Lalu, yang agak menjengkelkan, aku musti mengalah. Bukan untuk dinyatakan kalah tetapi untuk menghentikan konflik. Mengalah tak selalu kalah, kata orang. Tunggu sejenak. Kalau mengalah sekali atau dua tiga kali ya silakan, aku tidak keberatan. Tapi kalau mengalah seminggu sekali? Oooo, No!!! Agar tahu rasa, kubuat keadaan berbalik. Sesekali aku tidak mengalah. Dalam kasus ini ‘doi’ jadi heran. “Kok ndak biasanya marah tanpa ampun? Duh, ampun ya kali ini…” wah, mana kutahu. Kali ini aku benar-benar ingin merasakan bagaimana rasanya tidak mengalah. Boleh dong, masa mengalah terus, capek deh…
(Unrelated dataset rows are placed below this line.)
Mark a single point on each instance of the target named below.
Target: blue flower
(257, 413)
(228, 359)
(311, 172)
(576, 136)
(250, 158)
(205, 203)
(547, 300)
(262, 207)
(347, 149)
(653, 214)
Dalam periode konflik itu, ada beberapa hal yang biasanya kupersiapkan. Mental dan fisik jadi nomor utama. Selanjutnya stok makanan dan cemilan, walaupun kalau sedang konflik biasanya nafsu makan turun. Dan tissue. Ini juga penting, sebab tak bisa munafik aku ini perempuan super sensitif yang kalau emosi inginnya menangis-nangis terus. Tapi itu sewaktu aku bersedia mengalah. Setelah aku mencoba tak mau mengalah, jelas tissue sudah berkurang penggunaannya. Ini kalau aku, entah kalau ‘doi’…
Kadang-kadang aku berpikir apa tujuan utama marah-marah, kalau setelah konflik selesai keduanya akur. Lalu merayu-rayu lagi dengan kata-kata ala ABG metropolitan untuk menyenangkanku. Masalah kemarin? Wah, sudah lupa. Bahkan apa yang diucapkan dalam marah-marah itu pun lenyap. So fast so furious. Kalau aku iseng bertanya, “kok ndak marah-marah kayak kemarin?”, bisa-bisanya ia menjawab, “siapa yang marah-marah?”. What? Sesimpel itu melupakan gemuruh konflik kemarin.
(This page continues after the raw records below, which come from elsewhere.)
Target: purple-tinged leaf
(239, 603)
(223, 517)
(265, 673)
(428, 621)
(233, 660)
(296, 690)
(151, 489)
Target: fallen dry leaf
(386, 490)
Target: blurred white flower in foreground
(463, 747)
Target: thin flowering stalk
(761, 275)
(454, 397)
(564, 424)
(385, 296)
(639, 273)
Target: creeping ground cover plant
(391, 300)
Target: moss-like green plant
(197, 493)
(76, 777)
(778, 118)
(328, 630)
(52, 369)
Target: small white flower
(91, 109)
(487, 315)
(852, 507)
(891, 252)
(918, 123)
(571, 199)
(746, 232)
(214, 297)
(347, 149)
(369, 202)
Aku jadi curiga apa modus di balik amarahnya yang meledak-ledak itu. Usut punya usut, ternyata akar masalahnya ya longing (kangen). Kan ada lagunya, sehari tak bertemu rasanya bagai sewindu. Itu-itu saja dari kemarin yang mendalangi segala konflik berlatar perbedaan aktivitas ini. Sehingga aku mendokumentasikan rangkaian kata-kata indah yang dibuatnya ketika marah-marah. Lalu setelah ia mulai merayu-rayu, aku tunjukkan rekaman dialognya sendiri. Apa katanya? Hohoho, “itu orang gila yang ngomong”. Benar sekali kalau begitu, dirinya sendiri saja dibilang gila. Jadi aku pun ikut gila, malah lebih gila karena mau sama orang gila. Awalnya siapa yang gila, kemudian menular, gilalah keduanya.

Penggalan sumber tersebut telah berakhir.